TANGERANG, KOMPAS.com — Direktur PT Putra Rajawali Banjaran Nasrudin Zulkarnaen mengenal Ketua Komisi Pemberantasan Korupsi (nonaktif) Antasari Azhar sejak tahun 2007. Pada saat itu, Nasrudin mendekati Antasari untuk mendapatkan promosi sebagai Deputi SDM dan Umum di PT Rajawali Nusantara Indonesia (RNI).

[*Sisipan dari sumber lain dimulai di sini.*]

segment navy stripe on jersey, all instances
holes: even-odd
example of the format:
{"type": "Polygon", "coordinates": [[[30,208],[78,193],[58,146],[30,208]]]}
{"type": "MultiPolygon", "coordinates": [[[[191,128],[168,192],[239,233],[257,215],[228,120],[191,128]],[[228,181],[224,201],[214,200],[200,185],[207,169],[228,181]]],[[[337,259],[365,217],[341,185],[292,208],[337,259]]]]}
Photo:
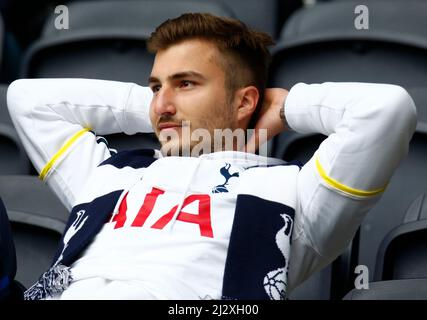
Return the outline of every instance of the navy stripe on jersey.
{"type": "Polygon", "coordinates": [[[288,261],[276,243],[283,228],[291,237],[295,211],[252,195],[238,195],[223,278],[223,299],[264,300],[264,279],[288,261]],[[283,216],[290,219],[286,223],[283,216]]]}
{"type": "Polygon", "coordinates": [[[278,166],[297,166],[300,169],[304,166],[304,164],[299,161],[299,160],[292,160],[286,163],[281,163],[281,164],[267,164],[265,165],[260,165],[260,166],[251,166],[251,167],[247,167],[247,169],[252,169],[252,168],[271,168],[271,167],[278,167],[278,166]]]}
{"type": "Polygon", "coordinates": [[[138,149],[130,151],[120,151],[98,165],[104,166],[110,164],[118,169],[131,167],[134,169],[146,168],[157,159],[154,158],[153,149],[138,149]]]}
{"type": "Polygon", "coordinates": [[[53,263],[61,255],[62,264],[69,266],[74,262],[111,217],[122,192],[113,191],[73,207],[53,263]]]}

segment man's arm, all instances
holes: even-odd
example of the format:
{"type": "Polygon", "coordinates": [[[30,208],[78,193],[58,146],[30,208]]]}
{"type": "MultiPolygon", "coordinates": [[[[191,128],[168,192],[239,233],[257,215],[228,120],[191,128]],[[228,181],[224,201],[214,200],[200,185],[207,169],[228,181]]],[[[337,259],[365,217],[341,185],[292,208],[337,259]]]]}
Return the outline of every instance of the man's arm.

"Pada saat itu pergantian menteri BUMN. Dia dipromosikan sebagai Deputi SDM dan Umum di RNI. Namun, di-pending. Lalu, dia minta tolong ke Pak Antasari. Dia melakukan pendekatan dengan Pak Antasari supaya bisa dapat promosi," ujar istri pertama Nasrudin, Sri Martuti, ketika bersidang dengan terdakwa Fransiscus dalam sidang di Pengadilan Negeri Tangerang, Senin (14/9).
Namun, Sri tidak mengetahui sejauh mana pendekatan tersebut. Sri kembali mendengar nama Antasari pada 9 Maret 2009. Nasrudin mengaku memiliki proyek bersama Antasari. Nasrudin berkonsultasi dengan Antasari terkait proyek tersebut.